Is 1991 a pretty set? Hardly. It’s not as ugly as its evil stepsister 1990 Topps, but it’s up there. I guess I would call it ‘utilitarian.’ Thin lines rule in the front-of-card design (an obvious precursor to 1992), and actually the gaudiest contribution to the front is the ’40 years…’ logo. Also, team names are represented by a variation of their respective logos, sitting atop a pennant-style rectangle (the first pennant since 1980). I believe the team logo thing was the first time this occurred on a Topps design (and last, thank God). As you can see from this card of Larry Walker, anything that wasn’t a line or line-based in its design (like the Rookie Cup) seems disjointed and out of place with the rest. The icon floats, which can work (see 1978 Topps)—just not here.
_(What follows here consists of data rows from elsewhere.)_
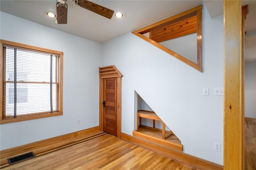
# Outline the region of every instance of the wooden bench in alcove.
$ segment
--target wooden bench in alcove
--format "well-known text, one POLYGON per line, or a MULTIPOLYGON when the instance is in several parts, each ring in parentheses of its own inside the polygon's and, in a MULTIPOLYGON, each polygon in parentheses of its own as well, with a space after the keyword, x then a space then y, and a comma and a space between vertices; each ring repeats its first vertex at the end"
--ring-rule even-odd
POLYGON ((139 110, 138 111, 137 113, 137 130, 138 130, 139 127, 141 125, 141 118, 148 119, 150 119, 153 120, 153 128, 156 128, 155 121, 161 121, 162 122, 162 137, 163 139, 165 139, 172 134, 172 132, 168 134, 166 136, 166 131, 165 131, 165 124, 162 120, 158 117, 158 116, 154 112, 146 111, 139 110))
POLYGON ((182 151, 183 145, 180 140, 171 130, 166 131, 165 124, 154 112, 138 110, 137 113, 137 130, 132 131, 134 136, 144 140, 182 151), (141 118, 153 120, 153 127, 141 125, 141 118), (155 127, 156 120, 162 122, 162 129, 155 127))

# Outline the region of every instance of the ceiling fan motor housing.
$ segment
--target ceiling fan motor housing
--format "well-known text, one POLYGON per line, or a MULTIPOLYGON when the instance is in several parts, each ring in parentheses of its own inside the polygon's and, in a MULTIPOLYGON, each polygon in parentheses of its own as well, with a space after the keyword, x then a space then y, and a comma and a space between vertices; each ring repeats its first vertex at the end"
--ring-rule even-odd
POLYGON ((66 2, 67 2, 67 0, 59 0, 59 2, 62 4, 66 4, 66 2))

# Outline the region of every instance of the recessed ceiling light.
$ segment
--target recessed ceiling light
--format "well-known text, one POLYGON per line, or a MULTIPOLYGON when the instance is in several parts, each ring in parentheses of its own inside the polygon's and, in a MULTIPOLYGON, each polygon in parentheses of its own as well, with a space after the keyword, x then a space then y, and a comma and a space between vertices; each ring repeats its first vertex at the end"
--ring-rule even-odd
POLYGON ((122 12, 116 12, 114 16, 117 18, 122 18, 124 16, 124 15, 122 12))
POLYGON ((45 12, 45 14, 50 18, 56 18, 56 14, 52 12, 45 12))

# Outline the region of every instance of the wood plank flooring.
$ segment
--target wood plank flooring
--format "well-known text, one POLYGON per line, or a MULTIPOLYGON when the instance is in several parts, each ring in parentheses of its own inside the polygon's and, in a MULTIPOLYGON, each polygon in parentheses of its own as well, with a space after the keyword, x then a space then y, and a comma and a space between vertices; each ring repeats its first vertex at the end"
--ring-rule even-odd
POLYGON ((256 170, 256 123, 251 120, 250 122, 246 121, 245 130, 245 169, 255 170, 256 170))
POLYGON ((198 170, 110 134, 3 170, 198 170))

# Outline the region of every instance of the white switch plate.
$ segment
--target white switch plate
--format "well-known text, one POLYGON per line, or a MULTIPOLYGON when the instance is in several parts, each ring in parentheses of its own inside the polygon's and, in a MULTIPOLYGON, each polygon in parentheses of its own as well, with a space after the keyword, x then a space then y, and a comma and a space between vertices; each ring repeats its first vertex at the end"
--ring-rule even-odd
POLYGON ((216 142, 214 142, 214 150, 220 152, 220 144, 216 142))
POLYGON ((214 96, 223 96, 223 87, 214 87, 214 96))
POLYGON ((209 87, 203 88, 203 95, 206 96, 209 95, 209 87))

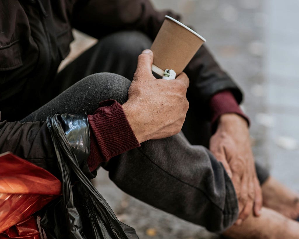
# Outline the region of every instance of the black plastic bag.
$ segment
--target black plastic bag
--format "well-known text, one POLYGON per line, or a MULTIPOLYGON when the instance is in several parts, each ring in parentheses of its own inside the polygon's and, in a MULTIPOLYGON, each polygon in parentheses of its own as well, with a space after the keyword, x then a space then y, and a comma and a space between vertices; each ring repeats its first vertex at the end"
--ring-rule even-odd
MULTIPOLYGON (((70 137, 67 137, 71 131, 65 128, 77 124, 77 132, 73 132, 71 138, 84 138, 80 131, 82 133, 88 127, 86 116, 56 115, 47 119, 61 172, 63 194, 40 212, 40 225, 48 239, 138 239, 134 229, 118 220, 79 167, 76 156, 82 155, 74 153, 70 137), (76 183, 72 187, 73 182, 76 183)), ((78 147, 84 151, 89 147, 89 139, 82 140, 78 147), (83 145, 86 142, 88 145, 83 145)))

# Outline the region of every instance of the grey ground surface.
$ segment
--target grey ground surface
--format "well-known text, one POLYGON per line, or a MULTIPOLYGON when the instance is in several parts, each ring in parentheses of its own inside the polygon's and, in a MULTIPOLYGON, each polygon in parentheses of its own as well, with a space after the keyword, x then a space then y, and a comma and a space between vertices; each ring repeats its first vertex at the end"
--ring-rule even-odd
MULTIPOLYGON (((242 107, 251 119, 257 160, 299 190, 299 22, 297 0, 155 0, 172 9, 207 40, 223 68, 245 92, 242 107)), ((94 40, 75 33, 67 60, 94 40)), ((65 64, 65 63, 64 64, 65 64)), ((94 181, 120 220, 141 238, 217 238, 198 226, 123 192, 103 169, 94 181)), ((149 192, 150 194, 151 192, 149 192)))

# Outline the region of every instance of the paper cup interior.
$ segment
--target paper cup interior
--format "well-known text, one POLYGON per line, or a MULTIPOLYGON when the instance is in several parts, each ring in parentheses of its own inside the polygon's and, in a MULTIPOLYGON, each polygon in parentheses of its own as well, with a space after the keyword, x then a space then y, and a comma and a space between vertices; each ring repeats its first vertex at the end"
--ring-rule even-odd
POLYGON ((154 53, 152 70, 163 76, 166 69, 180 74, 205 39, 175 19, 165 16, 151 50, 154 53))

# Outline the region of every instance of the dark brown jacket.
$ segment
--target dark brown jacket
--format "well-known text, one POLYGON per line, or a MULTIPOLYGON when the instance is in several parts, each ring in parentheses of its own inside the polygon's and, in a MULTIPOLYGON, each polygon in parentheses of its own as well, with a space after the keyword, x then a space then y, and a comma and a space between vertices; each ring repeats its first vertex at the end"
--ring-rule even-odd
MULTIPOLYGON (((99 39, 136 30, 153 39, 166 14, 178 17, 155 11, 148 0, 0 0, 0 153, 10 151, 50 171, 55 167, 45 122, 17 121, 51 99, 49 87, 69 52, 72 28, 99 39)), ((241 101, 240 90, 204 46, 184 71, 190 105, 203 114, 222 90, 241 101)))

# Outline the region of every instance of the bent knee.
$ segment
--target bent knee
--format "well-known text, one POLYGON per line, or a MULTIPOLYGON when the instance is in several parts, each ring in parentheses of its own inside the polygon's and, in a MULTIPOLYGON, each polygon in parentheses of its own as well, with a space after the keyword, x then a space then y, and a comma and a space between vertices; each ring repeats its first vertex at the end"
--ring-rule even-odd
POLYGON ((131 82, 117 74, 104 73, 91 75, 78 83, 80 88, 91 97, 96 95, 101 101, 114 99, 122 104, 127 100, 131 82))
POLYGON ((119 32, 103 39, 101 42, 114 54, 122 56, 136 57, 145 49, 150 48, 152 42, 146 35, 136 31, 119 32))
The backs aren’t anything to write home about, but at least the writing’s legible on a light background underscored by a gigantic ’40 years…’ logo. (Jeez, Topps really beat us over the head with that ’40 years and a mule’ crap, didn’t they? Did they think we wouldn’t get it if they only mentioned it once on the card?)

But you know what? I don’t remember this set because of any of these reasons. I remember it because it was cheap, it was boring (for the most part), and there was a ton of it out there.